AKAP11 binds to free RIα and the RIα holoenzyme. (A) Endogenous AKAP11 was immunoprecipitated from HEK 293 cells in the absence and presence of 20 µM forskolin (FSK)/200 µM IBMX. Samples from the lysate and from the elution of the immunoprecipitation (IP) were immunoblotted (IB) with antibodies against RIα, PKAc, or AKAP11. (B) HEK 293 cells were transiently transfected with control FLAG empty vector, FLAG-tagged RIα, or FLAG-tagged RIα(R211K), an RIα mutant that is defective in cAMP binding. Samples from the lysate and from the elution of the IP were immunoblotted with antibodies against AKAP11, PKAc, or FLAG. (A and B) The lanes marked Lysate were loaded with 5% of the total cell lysates. (C) HeLa cells and Prkar1a^−/− MEFs were transiently transfected with GFP-tagged RIα (green) and stained for endogenous AKAP11 (red).
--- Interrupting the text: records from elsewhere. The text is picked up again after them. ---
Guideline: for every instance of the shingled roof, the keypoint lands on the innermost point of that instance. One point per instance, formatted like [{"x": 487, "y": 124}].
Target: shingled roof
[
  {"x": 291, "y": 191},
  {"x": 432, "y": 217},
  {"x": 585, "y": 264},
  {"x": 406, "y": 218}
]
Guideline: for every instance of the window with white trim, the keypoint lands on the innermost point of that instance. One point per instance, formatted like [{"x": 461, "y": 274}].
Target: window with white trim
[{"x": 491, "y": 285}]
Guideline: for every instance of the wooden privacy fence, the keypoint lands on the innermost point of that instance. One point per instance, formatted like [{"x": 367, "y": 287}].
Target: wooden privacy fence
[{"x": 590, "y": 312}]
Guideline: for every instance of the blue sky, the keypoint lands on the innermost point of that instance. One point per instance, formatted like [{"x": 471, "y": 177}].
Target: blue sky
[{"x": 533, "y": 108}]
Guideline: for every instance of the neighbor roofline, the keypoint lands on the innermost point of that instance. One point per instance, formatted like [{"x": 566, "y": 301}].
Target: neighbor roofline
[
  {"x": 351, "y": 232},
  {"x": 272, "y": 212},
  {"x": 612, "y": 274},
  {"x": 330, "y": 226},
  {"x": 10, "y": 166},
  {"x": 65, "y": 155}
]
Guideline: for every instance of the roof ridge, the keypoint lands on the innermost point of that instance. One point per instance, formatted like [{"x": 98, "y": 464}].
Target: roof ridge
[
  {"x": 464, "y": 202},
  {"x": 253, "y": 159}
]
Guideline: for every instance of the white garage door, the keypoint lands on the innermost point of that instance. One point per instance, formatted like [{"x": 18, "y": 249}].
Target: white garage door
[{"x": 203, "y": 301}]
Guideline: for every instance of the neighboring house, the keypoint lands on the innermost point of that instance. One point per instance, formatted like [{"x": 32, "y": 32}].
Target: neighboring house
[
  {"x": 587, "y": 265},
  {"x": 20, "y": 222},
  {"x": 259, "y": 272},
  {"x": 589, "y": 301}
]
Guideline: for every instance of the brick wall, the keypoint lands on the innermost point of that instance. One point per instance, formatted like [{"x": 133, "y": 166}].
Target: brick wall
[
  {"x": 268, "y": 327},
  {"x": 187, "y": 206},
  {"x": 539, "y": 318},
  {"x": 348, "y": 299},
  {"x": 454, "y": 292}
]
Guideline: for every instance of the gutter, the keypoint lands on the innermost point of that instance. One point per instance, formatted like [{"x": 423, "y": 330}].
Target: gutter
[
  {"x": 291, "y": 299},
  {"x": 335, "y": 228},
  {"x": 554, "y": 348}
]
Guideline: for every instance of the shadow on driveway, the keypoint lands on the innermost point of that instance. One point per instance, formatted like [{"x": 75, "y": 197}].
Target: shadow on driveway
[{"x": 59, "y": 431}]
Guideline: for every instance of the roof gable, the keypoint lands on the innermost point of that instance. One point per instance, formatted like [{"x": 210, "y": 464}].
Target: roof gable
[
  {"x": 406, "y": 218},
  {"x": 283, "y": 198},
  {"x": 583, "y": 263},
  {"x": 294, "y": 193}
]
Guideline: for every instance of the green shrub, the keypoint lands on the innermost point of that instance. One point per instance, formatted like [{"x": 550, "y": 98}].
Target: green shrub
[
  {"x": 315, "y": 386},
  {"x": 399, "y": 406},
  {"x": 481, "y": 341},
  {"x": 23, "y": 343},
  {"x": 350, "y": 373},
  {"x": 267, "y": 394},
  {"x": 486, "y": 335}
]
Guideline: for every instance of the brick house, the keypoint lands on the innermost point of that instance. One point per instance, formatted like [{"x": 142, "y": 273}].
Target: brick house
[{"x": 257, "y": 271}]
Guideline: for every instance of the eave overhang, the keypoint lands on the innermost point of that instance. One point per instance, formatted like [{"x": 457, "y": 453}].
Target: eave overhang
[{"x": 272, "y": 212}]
Bars, 20 µm.

AKAP11 targets free RIα. (A) Prkar1a^−/− MEFs were transiently cotransfected with GFP-tagged RIα (green) and mCherry-tagged PKAc (red) and stained for endogenous AKAP11 (blue). (B) Prkar1a^−/− MEFs were transiently cotransfected with GFP-tagged RIα (green) and mCherry-tagged PKAc (red), treated with 20 µM forskolin (FSK)/200 µM IBMX, and then stained for endogenous AKAP11 (blue). (C) siRNA of AKAP11 effectively knocked down the levels of endogenous AKAP11 protein in Prkar1a^−/− MEFs after 1–2 d. No effect on the expression level of transiently transfected RIα-GFP was observed, as judged by immunoblotting of whole-cell extracts with antibodies against AKAP11, RIα, Hsp90, or tubulin. (D) Knockdown of endogenous AKAP11 disrupted the formation of RIα-GFP puncta in Prkar1a^−/− MEFs. Ctrl, control. wt, wild type. Bars, 20 µm.

Free RIα is recruited to MVBs by AKAP11. A model for the mechanism of targeting RIα is depicted. AKAP11 binds to the RIα holoenzyme. Upon activation of PKA, AKAP11 stays bound to RIα, which is recruited to multivesicular bodies (MVBs). If the RIα holoenzyme is not activated, as in the case of RIα(R211K):PKAc, RIα does not get targeted. Likewise, free RIα is not targeted properly when AKAP11 binding is disrupted, as in the case with the RIα(I27A) mutation or in the presence of RI-selective AKAP disruptors. R, RIa; C, PKAc; wt, wild type.